Economists, for the most part, have not yet developed the tools to think about information goods. Undergraduate econ still revolves mostly around agriculture. So what do we do about software patents? Or the sharing economy?

I got nothin’. Maybe I’ll devote some focused thought to it some time soon. By then, of course, the entire industry will have changed.

For and insider’s view on the patent wars, check out Andy Biao on his work on patents for Yahoo that have been weaponized and fired at Facebook.


Polls are broken

Political polls have been turned into the analogue to baseball statistics by Nate Silver. As someone who teaches and uses statistics, and watches politics and baseball, this has been delightful. And yet.

Nate Silver points out that Santorum has significantly outperformed his poll numbers. What to make of that? Are people disinclined to admit they’ll vote for Santorum?

That would be odd enough, but no one can figure out whether Obama is universally reviled or climbing back into the catbird seat. On net, InTrade seems to think there has been little change in Obama’s likelihood of reelection in the last six days, and so I read all that news for nothing.


Tacos are yummier from trucks?

For some reason Felix Salmon wants to know why tacos taste better from taco trucks. For some other reason, Matt Yglesias responds. My guess? Because you’re at SXSW and it’s a slow news morning? Also something about more competition, lower average total cost, etc. It doesn’t actually seem that mysterious.

The President can’t affect gas prices

In the CBS/NYTimes poll linked to above, 56% of people thought that the President could affect gas prices. He can’t. Peter Van Doren and Jerry Taylor over at Cato point this out, but if you don’t like reading words and stuff, the White House has just released a very involved, but stylish, infographic. Personally, I think they protest a little too much, with a dash of preaching to the choir.

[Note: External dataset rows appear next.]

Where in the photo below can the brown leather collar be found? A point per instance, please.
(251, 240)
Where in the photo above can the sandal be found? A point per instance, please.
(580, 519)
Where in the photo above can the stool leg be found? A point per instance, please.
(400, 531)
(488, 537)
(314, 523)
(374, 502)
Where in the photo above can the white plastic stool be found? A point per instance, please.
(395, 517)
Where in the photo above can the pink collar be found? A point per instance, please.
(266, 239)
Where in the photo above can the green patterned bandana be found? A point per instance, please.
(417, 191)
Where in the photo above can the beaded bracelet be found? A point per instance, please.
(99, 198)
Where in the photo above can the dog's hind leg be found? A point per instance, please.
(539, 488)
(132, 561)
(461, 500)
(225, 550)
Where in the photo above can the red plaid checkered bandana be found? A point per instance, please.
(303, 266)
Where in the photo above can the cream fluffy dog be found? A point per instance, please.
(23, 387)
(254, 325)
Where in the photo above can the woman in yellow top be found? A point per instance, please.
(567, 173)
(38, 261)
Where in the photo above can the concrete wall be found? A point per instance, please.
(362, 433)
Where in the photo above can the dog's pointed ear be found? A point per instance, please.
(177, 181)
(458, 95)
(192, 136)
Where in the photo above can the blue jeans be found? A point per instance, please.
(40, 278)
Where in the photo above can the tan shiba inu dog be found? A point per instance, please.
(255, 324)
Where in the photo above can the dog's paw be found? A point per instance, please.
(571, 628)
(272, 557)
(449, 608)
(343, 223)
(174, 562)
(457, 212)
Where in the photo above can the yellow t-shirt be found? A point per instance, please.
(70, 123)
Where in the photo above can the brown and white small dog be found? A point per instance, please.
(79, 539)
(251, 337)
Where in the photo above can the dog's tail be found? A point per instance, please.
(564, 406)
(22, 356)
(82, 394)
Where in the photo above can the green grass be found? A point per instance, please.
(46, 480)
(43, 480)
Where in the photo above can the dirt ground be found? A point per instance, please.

Ultimately, James Hamilton argues it shouldn’t matter for the recovery, and IMHO, he would know. Matt Yglesias concurs.

Everything else

It was a good week for us. Personal spending is low; personal income is steady. David Brooks is apparently a Mets fan. I bought some silicone-based glue to repair a mug. Also, LEGO Monthly Mini Builds are awesome and brickset has instructions from mid-2010 onward.